Monatelang hat Stiftungs-Mitarbeiterin Kristina Schlansky ein Konzept erarbeitet, welches die auf Porzellan spezialisierte Kunsthistorikern mit Unterstützung von Carl Ludwig Fuchs und der stiftungseigenen Restaurierungswerkstatt umsetzte. Die Ausstattung ist gelungen, "aber längst nicht vollkommen", erinnert Fuchs daran, dass die Stiftung dankbar für jeden Sponsor sei, weil für Mosigkau acht Kristalllüster angeschafft werden müssten. Die Kosten sind immens.

Streng getrennt waren bei Hofe die offiziellen und privaten Räume der jeweiligen Herrscher. Insofern bildet auch Anna Wilhelmine von Anhalt-Dessau keine Ausnahme. Im Parterre des Schlosses befanden sich verschiedene Kabinette für die Wartenden höheren und niederen Standes. Letztere konnten sich die Zeit an Spieltischen vertreiben.

Dass die Prinzessin in Mosigkau über ein Audienzzimmer verfügt haben muss, steht außer Zweifel. Nur war dies in den bisher eingerichteten Räumen nicht zu sehen. Lindgrün und überaus prächtig sind nun Wände wie Stuhlpolster dieses Raumes bezogen. In der Mitte auf einem Podest steht der Sessel der Herrscherin von Mosigkau.

Mit Bedacht sind die Bilder an den Wänden platziert. Weil die Prinzessin nach dem Tod ihres Bruders und der Schwägerin zwischen 1751 und 1768 die erste Dame bei Hofe war, schaut das ehemalige Fürstenpaar respektvoll auf das Tun der Schwester, die mit der Volljährigkeit ihres Neffen die Amtsgeschäfte ruhen ließ und Mosigkau fürderhin nur als Sommerresidenz nutzte.

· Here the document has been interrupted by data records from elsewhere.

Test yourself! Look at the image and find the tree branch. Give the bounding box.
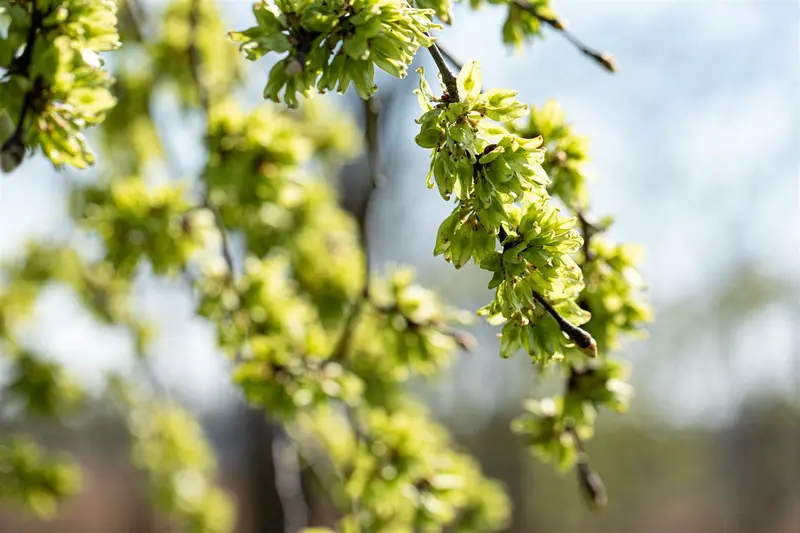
[566,423,608,507]
[330,96,382,361]
[428,39,459,102]
[188,0,210,115]
[509,0,619,74]
[437,43,464,72]
[533,291,597,357]
[272,434,309,532]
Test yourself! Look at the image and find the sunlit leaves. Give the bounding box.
[416,61,589,364]
[75,178,213,274]
[0,0,119,172]
[120,388,234,533]
[230,0,437,107]
[509,100,589,209]
[0,435,81,518]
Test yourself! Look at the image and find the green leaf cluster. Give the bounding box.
[296,403,510,533]
[508,100,589,210]
[346,268,471,383]
[511,359,632,471]
[74,178,213,276]
[119,391,234,533]
[230,0,437,107]
[581,236,652,351]
[414,0,453,25]
[0,0,120,172]
[0,435,81,518]
[469,0,558,48]
[416,62,589,363]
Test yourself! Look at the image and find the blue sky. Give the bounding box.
[0,0,800,428]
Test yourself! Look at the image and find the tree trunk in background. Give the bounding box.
[239,408,286,533]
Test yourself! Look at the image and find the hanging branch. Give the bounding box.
[0,2,45,172]
[330,96,382,361]
[436,41,464,72]
[510,0,619,74]
[566,424,608,507]
[428,43,458,102]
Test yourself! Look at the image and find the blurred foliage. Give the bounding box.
[0,435,81,518]
[0,0,647,533]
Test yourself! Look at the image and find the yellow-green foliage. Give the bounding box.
[0,0,649,533]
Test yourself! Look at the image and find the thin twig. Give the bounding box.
[203,195,236,276]
[510,0,619,74]
[575,210,602,264]
[188,0,210,111]
[428,39,459,102]
[533,291,597,357]
[566,423,608,507]
[436,42,464,72]
[272,434,309,532]
[0,2,44,171]
[330,96,383,361]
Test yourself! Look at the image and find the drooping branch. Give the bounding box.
[0,2,44,172]
[436,42,464,72]
[510,0,619,74]
[428,39,459,102]
[533,291,597,357]
[331,96,382,361]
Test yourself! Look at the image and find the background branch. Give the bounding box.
[511,0,619,73]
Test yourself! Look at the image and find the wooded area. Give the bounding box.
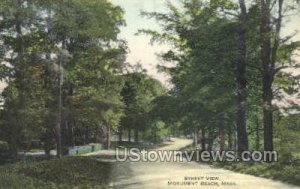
[0,0,300,165]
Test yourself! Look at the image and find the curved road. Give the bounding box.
[110,139,300,189]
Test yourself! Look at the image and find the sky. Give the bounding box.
[0,0,300,90]
[111,0,300,84]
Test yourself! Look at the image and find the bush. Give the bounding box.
[0,157,111,189]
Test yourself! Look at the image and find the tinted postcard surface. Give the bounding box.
[0,0,300,189]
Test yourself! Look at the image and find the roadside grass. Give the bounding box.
[0,157,111,189]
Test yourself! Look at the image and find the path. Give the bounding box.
[111,139,300,189]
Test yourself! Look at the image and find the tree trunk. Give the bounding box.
[128,129,131,142]
[236,0,248,154]
[220,123,225,151]
[134,129,139,143]
[106,126,111,149]
[194,129,198,147]
[119,128,123,144]
[260,0,283,151]
[256,115,260,151]
[201,128,206,151]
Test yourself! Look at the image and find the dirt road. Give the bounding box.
[111,139,300,189]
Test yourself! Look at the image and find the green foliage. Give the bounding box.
[0,157,111,189]
[0,0,126,151]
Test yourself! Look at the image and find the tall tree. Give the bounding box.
[236,0,248,154]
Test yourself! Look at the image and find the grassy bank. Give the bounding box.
[0,157,111,189]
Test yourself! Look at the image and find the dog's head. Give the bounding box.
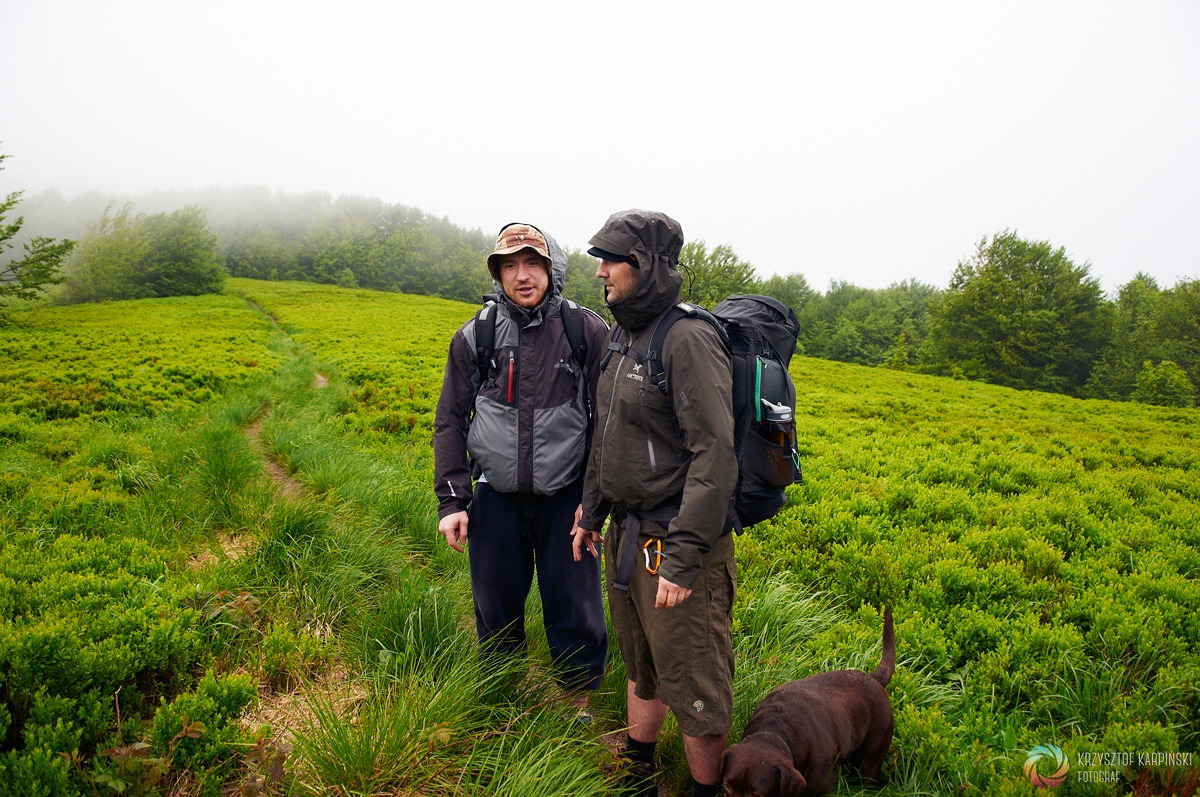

Schokolade und Konversation

Im sich anschließenden großen Kabinett soll die Prinzessin besonders nahe stehende Freunde wie Weltenreisende empfangen haben. Zur Konversation wurde Schokolade oder Tee gereicht. Und das Auge konnte sich an ausgewähltem Porzellan satt sehen. Im Sekretär der Prinzessin steht noch heute eine Seltenheit. Anna Wilhelmines Schreibzeug ist aus Altwiener Porzellan und stammt aus dem Jahr 1730, verweist Schlansky auf Außergewöhnliches in Mosigkau. Dazu gehört auch der Festsaal, der während des Umräumens unberührt geblieben ist.

Die sich anschließenden Räume zeigen sich aber in verändertem Gewand. Spiegel aus den Depots der Kulturstiftung verschönern den Gesellschaftsraum. In schlichter Eleganz wird das Reich der Eleonore Bernhardine von Printzen präsentiert. Ein Wirtschaftsschrank weist darauf hin, dass sie Porzellan, Besteck und Tischwäsche verwaltete. Am Sekretär hat das Fräulein penibel Buch geführt. Fräulein von Printzen bewohnte auch noch weitere Räume, in denen dargestellt wird, dass auch Hofdamen Bedürfnisse hatten und dafür ein mit Samt bezogener Sessel zur Verfügung stand.

Das Schloss Mosigkau ist in diesem Jahr 60 Jahre Museum, was ein Anlass für die Verwandlung der Zimmer und Räume gewesen sein mag. Der andere ist ein Glücksfall. Denn mit dem Dessauer Carl Ludwig Fuchs stand der Kulturstiftung ein erfahrener Kunsthistoriker zur Seite, ein Kenner von Abläufen an herrschaftlichen Höfen. Während Kristina Schlansky im Vorfeld zahlreiche Schriften in den Archiven auswertete, ist Fuchs ein Kenner des Hofzeremoniells des 17. und 18. Jahrhunderts. Vor Jahren richtete er ein Schloss bei Heidelberg ein, nun bot er als Mitglied der Freunde des Dessau-Wörlitzer Gartenreichs in Mosigkau seine Hilfe an. Wohlgemerkt ehrenamtlich. Respekt!